Per tutti i nuovi assunti che sottoscrivono con l’azienda un contratto a tempo indeterminato a tutele crescenti, dovranno fare i conti con un licenziamento più facile e una nuova procedura di conciliazione. Entrambi spiegati in modo chiaro dal Jobs Act. Proviamo ad analizzare la norma e alcuni dei suoi punti più critici.
Il Jobs Act ha definito un nuovo tipo di contratto indeterminato a tutele crescenti che cambiano in modo molto profondo l’articolo 18 dello Statuto dei Lavoratori, ridefinendo le modalità di reintegro in caso di licenziamento illegittimo per nuovi assunti.
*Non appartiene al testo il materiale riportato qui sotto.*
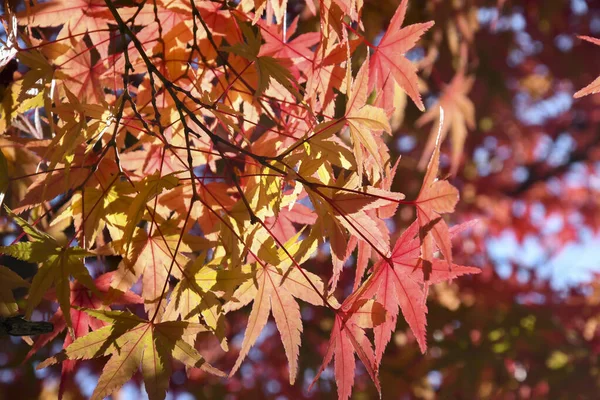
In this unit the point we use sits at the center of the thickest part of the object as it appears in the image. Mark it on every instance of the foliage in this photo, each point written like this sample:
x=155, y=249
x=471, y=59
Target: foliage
x=180, y=171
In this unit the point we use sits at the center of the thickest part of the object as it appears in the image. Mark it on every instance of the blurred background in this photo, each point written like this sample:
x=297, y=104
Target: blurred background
x=526, y=157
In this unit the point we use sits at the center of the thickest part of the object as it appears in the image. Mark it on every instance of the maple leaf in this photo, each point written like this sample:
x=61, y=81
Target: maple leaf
x=363, y=119
x=593, y=87
x=152, y=257
x=388, y=60
x=57, y=264
x=436, y=197
x=401, y=285
x=197, y=294
x=80, y=298
x=75, y=16
x=348, y=337
x=90, y=171
x=10, y=280
x=132, y=342
x=345, y=209
x=459, y=114
x=273, y=288
x=267, y=67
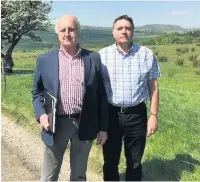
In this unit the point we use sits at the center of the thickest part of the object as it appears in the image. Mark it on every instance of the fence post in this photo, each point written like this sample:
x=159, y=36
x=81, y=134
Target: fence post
x=3, y=73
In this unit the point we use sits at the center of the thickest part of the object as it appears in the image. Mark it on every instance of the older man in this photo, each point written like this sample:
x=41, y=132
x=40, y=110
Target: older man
x=73, y=76
x=130, y=76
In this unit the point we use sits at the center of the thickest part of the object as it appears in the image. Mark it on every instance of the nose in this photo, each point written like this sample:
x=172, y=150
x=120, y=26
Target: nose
x=67, y=32
x=124, y=30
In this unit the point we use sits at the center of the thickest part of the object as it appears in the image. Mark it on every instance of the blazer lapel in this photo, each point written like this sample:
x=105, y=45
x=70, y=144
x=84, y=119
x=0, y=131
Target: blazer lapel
x=55, y=71
x=87, y=65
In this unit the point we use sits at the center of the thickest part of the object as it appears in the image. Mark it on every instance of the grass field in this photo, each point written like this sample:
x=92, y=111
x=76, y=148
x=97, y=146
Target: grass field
x=173, y=153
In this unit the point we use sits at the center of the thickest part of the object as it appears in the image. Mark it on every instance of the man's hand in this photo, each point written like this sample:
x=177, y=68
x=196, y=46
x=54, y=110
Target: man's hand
x=101, y=138
x=44, y=123
x=152, y=125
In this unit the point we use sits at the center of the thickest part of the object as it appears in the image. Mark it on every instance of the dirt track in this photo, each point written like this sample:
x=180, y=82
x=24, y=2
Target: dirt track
x=21, y=154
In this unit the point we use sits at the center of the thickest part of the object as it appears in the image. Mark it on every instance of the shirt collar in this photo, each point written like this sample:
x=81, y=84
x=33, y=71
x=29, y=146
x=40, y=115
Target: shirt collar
x=132, y=49
x=63, y=51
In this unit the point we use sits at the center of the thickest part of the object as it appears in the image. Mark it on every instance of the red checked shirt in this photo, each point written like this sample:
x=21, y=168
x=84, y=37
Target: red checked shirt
x=71, y=80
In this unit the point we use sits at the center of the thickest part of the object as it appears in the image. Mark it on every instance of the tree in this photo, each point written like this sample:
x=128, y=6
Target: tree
x=21, y=18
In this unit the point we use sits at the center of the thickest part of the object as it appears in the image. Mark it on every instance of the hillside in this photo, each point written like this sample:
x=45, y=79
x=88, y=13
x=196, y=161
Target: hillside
x=160, y=28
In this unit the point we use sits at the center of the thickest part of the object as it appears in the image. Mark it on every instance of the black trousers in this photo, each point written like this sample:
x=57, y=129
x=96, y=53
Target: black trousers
x=131, y=126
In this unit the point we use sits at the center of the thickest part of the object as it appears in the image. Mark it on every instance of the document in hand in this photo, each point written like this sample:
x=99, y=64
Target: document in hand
x=50, y=108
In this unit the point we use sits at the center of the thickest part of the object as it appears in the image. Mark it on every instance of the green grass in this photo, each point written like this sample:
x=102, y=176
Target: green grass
x=173, y=153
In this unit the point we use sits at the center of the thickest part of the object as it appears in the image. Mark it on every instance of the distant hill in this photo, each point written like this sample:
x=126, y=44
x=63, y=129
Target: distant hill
x=97, y=36
x=159, y=28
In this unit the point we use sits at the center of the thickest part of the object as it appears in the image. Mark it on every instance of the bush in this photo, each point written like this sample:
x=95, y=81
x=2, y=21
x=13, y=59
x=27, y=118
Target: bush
x=179, y=62
x=182, y=50
x=197, y=71
x=171, y=72
x=162, y=58
x=192, y=57
x=196, y=62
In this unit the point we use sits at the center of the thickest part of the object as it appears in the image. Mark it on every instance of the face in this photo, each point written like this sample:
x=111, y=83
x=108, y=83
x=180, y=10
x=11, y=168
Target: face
x=123, y=32
x=67, y=31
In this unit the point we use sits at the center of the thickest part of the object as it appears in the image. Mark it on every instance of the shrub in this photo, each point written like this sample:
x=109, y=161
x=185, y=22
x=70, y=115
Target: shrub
x=162, y=58
x=196, y=62
x=171, y=72
x=179, y=62
x=182, y=50
x=192, y=57
x=178, y=53
x=197, y=71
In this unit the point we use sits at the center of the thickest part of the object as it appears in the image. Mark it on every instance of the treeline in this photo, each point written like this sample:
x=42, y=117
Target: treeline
x=174, y=38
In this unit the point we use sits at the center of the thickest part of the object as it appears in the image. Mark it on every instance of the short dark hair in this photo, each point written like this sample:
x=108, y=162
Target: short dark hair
x=125, y=17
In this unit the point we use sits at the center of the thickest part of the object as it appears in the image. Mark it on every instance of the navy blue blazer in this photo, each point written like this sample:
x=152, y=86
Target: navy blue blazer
x=94, y=114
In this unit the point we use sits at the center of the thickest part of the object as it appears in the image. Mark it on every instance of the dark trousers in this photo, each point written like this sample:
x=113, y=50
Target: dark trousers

Non si esclude la possibilità di conciliazione.
> Il licenziamento nel contratto indeterminato a tutele crescenti
Il diritto al reintegro nel posto di lavoro sulla base del Jobs Act, sarà valido soltanto in caso di:
– licenziamento discriminatorio, o nullo,
– licenziamento intimato in forma orale,
– licenziamento per motivi disciplinari per cui sia stata dimostrata l’insussistenza del fatto materiale in giudizio.
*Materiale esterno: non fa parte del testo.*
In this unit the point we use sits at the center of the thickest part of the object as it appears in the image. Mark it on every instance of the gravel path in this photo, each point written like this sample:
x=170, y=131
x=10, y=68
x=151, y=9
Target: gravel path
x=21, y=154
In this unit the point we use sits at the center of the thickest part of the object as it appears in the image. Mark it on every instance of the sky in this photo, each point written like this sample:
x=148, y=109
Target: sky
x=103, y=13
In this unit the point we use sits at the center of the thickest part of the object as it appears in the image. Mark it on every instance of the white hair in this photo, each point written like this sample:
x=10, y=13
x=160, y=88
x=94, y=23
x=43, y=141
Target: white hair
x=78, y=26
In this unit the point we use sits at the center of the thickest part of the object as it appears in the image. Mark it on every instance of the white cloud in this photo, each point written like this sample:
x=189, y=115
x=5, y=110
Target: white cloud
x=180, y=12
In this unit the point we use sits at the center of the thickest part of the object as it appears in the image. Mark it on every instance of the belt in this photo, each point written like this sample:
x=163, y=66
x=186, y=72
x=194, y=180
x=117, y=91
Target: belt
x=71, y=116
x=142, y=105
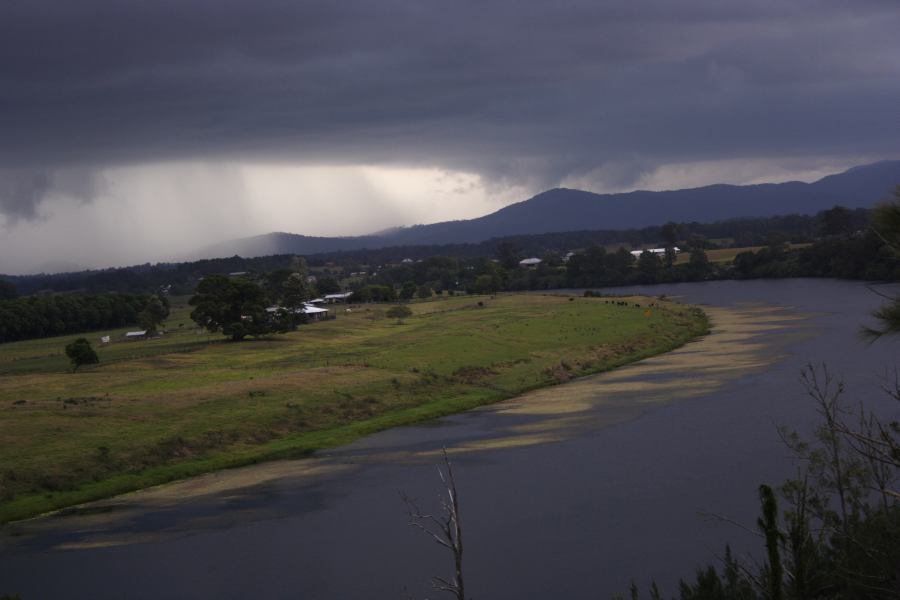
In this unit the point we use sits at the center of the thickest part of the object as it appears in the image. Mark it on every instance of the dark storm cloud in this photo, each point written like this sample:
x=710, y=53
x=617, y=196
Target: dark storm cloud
x=510, y=89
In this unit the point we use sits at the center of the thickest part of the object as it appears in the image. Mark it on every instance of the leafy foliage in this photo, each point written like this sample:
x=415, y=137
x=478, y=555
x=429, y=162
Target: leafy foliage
x=234, y=306
x=81, y=353
x=46, y=316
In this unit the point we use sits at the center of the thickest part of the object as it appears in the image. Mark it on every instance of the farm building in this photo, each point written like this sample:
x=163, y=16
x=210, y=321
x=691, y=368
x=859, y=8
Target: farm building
x=637, y=253
x=335, y=298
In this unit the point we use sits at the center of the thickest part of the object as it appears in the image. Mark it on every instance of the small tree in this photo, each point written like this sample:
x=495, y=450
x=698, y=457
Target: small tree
x=80, y=353
x=408, y=290
x=444, y=529
x=399, y=312
x=154, y=313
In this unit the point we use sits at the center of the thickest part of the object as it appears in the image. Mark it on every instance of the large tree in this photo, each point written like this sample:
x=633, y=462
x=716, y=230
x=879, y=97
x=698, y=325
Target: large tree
x=236, y=307
x=80, y=353
x=886, y=222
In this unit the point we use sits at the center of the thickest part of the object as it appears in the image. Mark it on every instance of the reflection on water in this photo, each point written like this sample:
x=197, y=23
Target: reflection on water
x=580, y=486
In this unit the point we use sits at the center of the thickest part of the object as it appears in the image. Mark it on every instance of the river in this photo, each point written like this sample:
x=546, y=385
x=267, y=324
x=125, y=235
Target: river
x=567, y=492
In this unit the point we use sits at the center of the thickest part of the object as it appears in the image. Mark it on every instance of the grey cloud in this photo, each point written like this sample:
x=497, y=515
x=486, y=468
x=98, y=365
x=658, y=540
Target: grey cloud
x=22, y=191
x=514, y=90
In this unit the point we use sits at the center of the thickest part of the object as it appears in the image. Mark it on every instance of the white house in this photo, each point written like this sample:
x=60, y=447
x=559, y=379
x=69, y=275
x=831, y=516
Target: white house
x=637, y=253
x=334, y=298
x=314, y=313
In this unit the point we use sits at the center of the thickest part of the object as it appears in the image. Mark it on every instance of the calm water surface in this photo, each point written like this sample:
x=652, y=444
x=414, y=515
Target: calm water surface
x=569, y=494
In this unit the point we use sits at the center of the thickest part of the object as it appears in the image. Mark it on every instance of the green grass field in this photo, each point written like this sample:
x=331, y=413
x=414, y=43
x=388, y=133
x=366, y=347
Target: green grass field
x=190, y=402
x=726, y=255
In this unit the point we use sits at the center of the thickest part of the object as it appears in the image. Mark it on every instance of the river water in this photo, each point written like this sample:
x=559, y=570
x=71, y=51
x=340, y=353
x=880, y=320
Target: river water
x=567, y=492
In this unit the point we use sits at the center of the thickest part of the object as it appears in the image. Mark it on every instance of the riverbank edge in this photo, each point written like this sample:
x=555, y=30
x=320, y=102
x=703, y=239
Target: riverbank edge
x=306, y=444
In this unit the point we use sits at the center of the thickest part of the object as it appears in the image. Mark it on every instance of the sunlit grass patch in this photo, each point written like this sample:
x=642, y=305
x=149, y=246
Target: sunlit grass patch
x=187, y=403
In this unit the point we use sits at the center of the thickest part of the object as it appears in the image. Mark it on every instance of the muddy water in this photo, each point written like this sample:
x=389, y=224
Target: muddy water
x=569, y=492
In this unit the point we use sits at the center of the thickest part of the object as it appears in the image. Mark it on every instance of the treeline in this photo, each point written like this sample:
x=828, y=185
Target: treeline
x=173, y=278
x=733, y=233
x=860, y=255
x=45, y=316
x=182, y=278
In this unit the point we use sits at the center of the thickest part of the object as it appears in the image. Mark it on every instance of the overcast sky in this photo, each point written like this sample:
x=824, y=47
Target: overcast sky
x=139, y=131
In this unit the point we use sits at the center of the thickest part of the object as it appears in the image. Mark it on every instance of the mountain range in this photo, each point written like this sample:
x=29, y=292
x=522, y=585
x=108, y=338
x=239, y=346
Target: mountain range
x=564, y=209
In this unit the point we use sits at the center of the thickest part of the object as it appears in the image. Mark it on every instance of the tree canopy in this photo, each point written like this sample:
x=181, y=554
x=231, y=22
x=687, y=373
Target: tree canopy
x=81, y=353
x=236, y=307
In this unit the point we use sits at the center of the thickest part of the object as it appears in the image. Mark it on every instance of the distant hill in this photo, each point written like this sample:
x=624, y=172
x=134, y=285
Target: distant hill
x=573, y=210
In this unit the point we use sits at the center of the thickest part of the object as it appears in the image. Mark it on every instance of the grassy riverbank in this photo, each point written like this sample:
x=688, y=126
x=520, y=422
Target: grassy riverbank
x=157, y=410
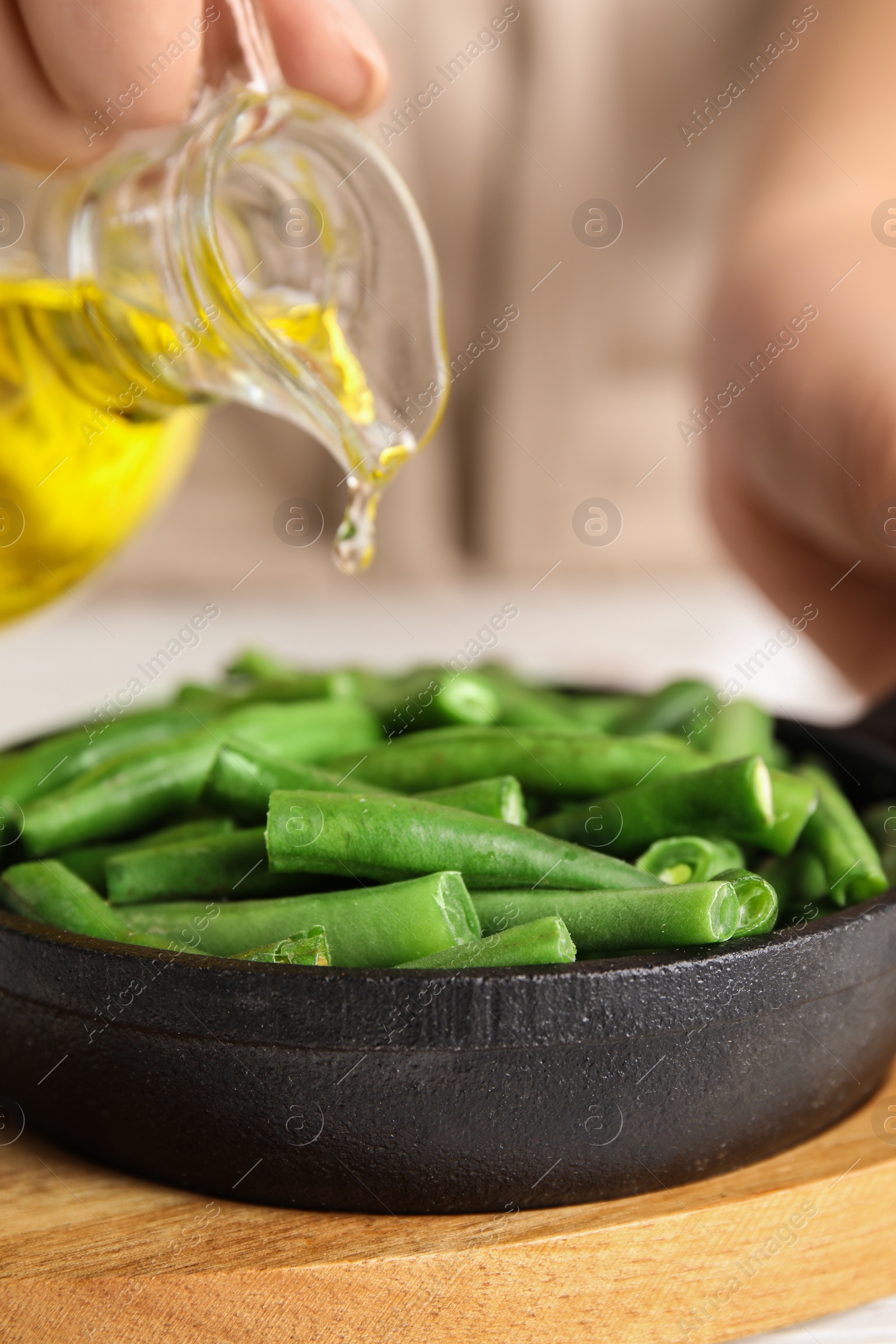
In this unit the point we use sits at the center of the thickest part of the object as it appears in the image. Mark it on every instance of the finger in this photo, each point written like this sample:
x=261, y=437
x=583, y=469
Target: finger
x=35, y=129
x=325, y=48
x=93, y=54
x=851, y=622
Il diritto di reintegro previsto dall’articolo 18 è sostituito con l’indennizzo economico quando si è in presenza di un licenziamento illegittimo per giustificato motivo oggettivo e in tutti i casi di licenziamento per giustificato motivo o giusta causa.
Rispetto al licenziamento, le novità riguardano quello per giustificato motivo oggettivo, per esempio per motivi economici. In questo caso non è previsto il reintegro. Anche nel caso di licenziamenti disciplinari il ritorno sul posto di lavoro è molto più difficile. E infatti qui si concentrano tutte le difficoltà interpretative della norma. Si cerca infatti di comprendere a pieno la questione dell’insussistenza del fatto materiale.
Il problema di fondo è che anche la norma rende licenziabile un lavoratore per un fatto che sussiste, il lavoratore potrebbe aver stipulato un contratto che non prevede il licenziamento per quel fatto stesso. Come comportarsi quindi se il licenziamento non è una misura proporzionata al motivo che ha originato questo provvedimento del datore di lavoro?